You can use row_number() for join, but I'm not sure that you have guaranties that order of the rows will stay the same as in the tables. So it's better to add some order into over() clause.
with cte1 as (
select
tableid1, tableid2, tableid3, row_number() over() as rn
from table1
), cte2 as (
select
table2id1, table2id2, table2id3, table2id4, row_number() over() as rn
from table2
)
select *
from cte1 as c1
inner join cte2 as c2 on c2.rn = c1.rn
You can't have what you want, as you wrote the question. Your two SELECTs don't have any ORDER BY clause, so the database can return the rows in whatever order it feels like. If it currently matches up, it does so only by accident, and will stop matching up as soon as you UPDATE a row.
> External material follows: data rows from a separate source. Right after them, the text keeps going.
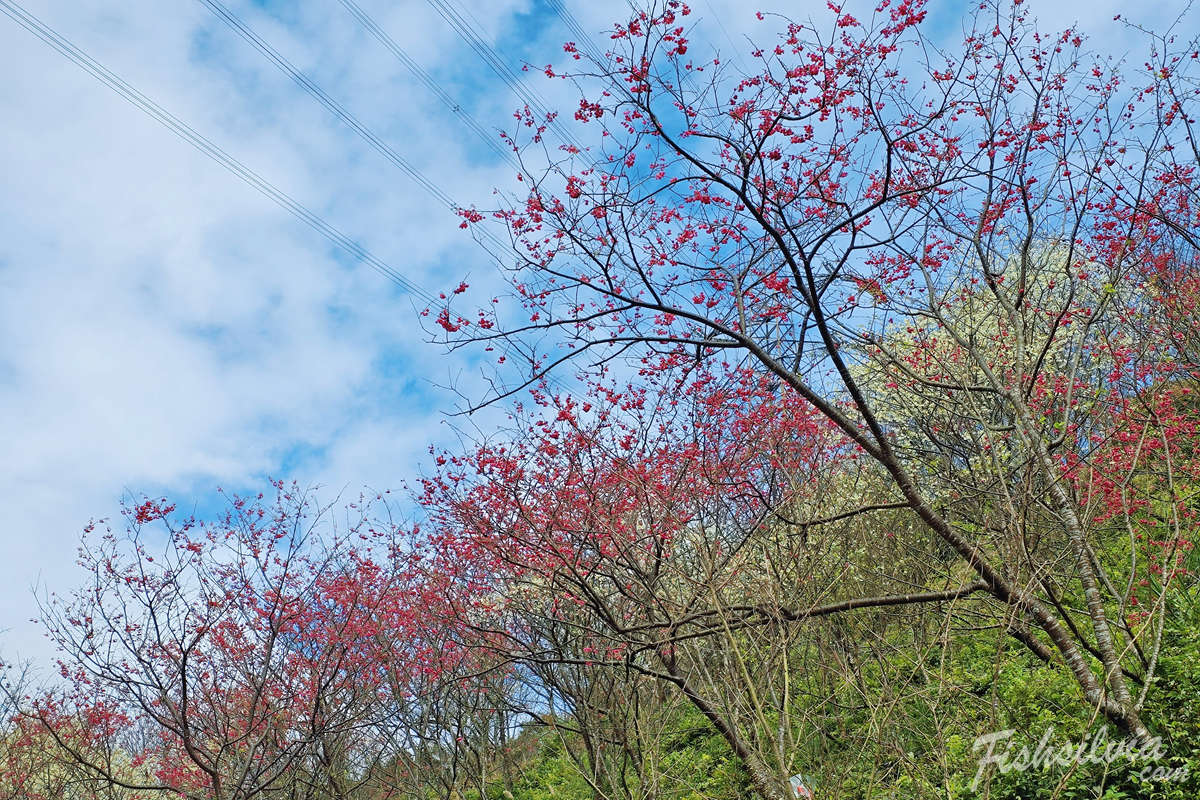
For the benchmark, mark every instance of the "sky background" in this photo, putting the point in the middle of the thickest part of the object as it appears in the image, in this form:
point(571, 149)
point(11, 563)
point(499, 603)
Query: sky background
point(167, 330)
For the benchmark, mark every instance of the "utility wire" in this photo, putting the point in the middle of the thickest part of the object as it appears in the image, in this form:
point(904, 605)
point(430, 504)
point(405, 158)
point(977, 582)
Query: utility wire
point(496, 61)
point(187, 133)
point(341, 113)
point(574, 26)
point(382, 36)
point(205, 145)
point(334, 107)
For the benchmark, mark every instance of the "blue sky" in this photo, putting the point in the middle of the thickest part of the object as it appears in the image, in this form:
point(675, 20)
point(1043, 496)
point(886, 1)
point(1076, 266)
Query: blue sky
point(165, 329)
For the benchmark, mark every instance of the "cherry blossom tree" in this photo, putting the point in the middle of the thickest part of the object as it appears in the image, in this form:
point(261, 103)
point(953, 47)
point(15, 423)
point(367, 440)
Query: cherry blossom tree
point(939, 258)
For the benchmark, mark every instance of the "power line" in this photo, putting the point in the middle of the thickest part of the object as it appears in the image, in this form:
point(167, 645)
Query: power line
point(382, 36)
point(341, 113)
point(334, 107)
point(205, 145)
point(496, 61)
point(573, 25)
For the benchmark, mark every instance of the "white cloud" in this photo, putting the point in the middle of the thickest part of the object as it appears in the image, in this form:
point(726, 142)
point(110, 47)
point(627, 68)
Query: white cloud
point(163, 326)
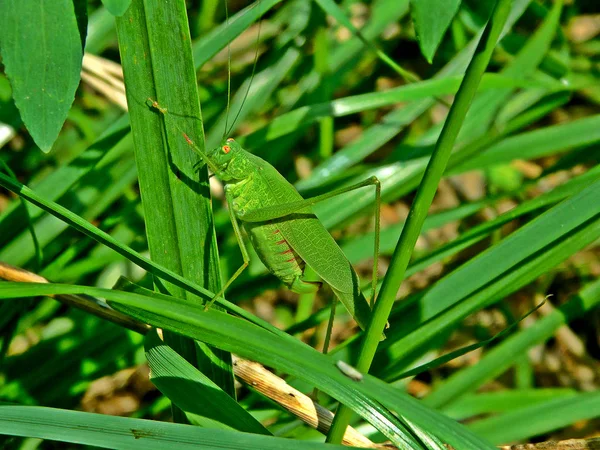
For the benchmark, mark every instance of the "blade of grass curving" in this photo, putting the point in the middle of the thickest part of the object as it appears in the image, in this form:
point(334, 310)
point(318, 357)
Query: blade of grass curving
point(421, 90)
point(111, 144)
point(537, 143)
point(130, 302)
point(103, 238)
point(539, 419)
point(485, 106)
point(90, 199)
point(207, 47)
point(422, 202)
point(503, 401)
point(501, 357)
point(26, 213)
point(408, 346)
point(394, 122)
point(124, 433)
point(156, 55)
point(331, 8)
point(193, 392)
point(288, 355)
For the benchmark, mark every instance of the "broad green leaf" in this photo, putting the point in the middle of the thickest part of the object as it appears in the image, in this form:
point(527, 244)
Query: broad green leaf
point(42, 52)
point(290, 356)
point(432, 18)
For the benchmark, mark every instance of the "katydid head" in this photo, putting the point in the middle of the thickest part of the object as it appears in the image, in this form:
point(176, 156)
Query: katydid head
point(228, 159)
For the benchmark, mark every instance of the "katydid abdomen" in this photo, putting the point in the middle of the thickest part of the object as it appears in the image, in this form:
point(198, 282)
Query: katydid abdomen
point(289, 243)
point(282, 227)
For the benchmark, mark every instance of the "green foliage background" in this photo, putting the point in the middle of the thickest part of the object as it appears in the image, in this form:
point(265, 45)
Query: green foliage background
point(111, 192)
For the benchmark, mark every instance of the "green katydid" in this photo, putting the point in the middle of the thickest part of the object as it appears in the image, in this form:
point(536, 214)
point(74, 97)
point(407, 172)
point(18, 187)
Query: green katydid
point(282, 228)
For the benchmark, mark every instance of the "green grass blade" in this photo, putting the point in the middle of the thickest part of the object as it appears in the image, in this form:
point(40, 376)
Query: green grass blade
point(124, 433)
point(539, 419)
point(156, 54)
point(100, 236)
point(423, 199)
point(499, 359)
point(193, 392)
point(290, 356)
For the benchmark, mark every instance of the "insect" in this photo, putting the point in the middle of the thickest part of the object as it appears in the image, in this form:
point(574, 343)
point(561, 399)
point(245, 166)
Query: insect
point(282, 227)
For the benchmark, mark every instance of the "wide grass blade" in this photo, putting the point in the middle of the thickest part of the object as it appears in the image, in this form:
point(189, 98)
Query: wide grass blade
point(124, 433)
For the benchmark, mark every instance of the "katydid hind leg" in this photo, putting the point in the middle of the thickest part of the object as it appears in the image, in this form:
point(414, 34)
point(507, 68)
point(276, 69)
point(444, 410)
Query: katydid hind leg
point(245, 256)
You need a key column. Then you need to join on the key column. Anything else is attempting to invent unreliable and unsafe joins without actually using a join.
Frankly, this seems like a pretty dodgy schema. Lots of numbered integer columns like this, and the desire to concatenate them, may be a sign you should be looking at using integer arrays, or using a side-table with a foreign key relationship, instead.
Sample data in case anyone else wants to play:
CREATE TABLE table1(tableid1 integer, tableid2 integer, tableid3 integer);
INSERT INTO table1 VALUES (1,2,3), (4,5,6);
CREATE TABLE table2(table2id1 integer, table2id2 integer, table2id3 integer, table2id4 integer);
INSERT INTO table2 VALUES (7,8,9,15), (10,11,12,19);
Depending on what you're actually doing you might really have wanted arrays.
I think you might need to read these two posts:
Join 2 sets based on default order
How keep data don't sort?
which explain that SQL tables just don't have an order. So you cannot fetch them in a particular order.
DO NOT USE THE FOLLOWING CODE, IT IS DANGEROUS AND ONLY INCLUDED AS A PROOF OF CONCEPT:
As it happens you can use a set-returning function hack to very inefficiently do what you want. It's incredibly ugly and *completely unsafe without an ORDER BY in the SELECTs, but I'll include it for completeness. I guess.
CREATE OR REPLACE FUNCTION t1() RETURNS SETOF table1 AS $$ SELECT * FROM table1 $$ LANGUAGE sql;
CREATE OR REPLACE FUNCTION t2() RETURNS SETOF table2 AS $$ SELECT * FROM table2 $$ LANGUAGE sql;
SELECT (t1()).*, (t2()).*;
If you use this in any real code then kittens will cry. It'll produce insane and bizarre results if the number of rows in the tables differ and it'll produce the rows in orderings that might seem right at first, but will randomly start coming out wrong later on.
THE SANE WAY is to add a primary key properly, then do a join.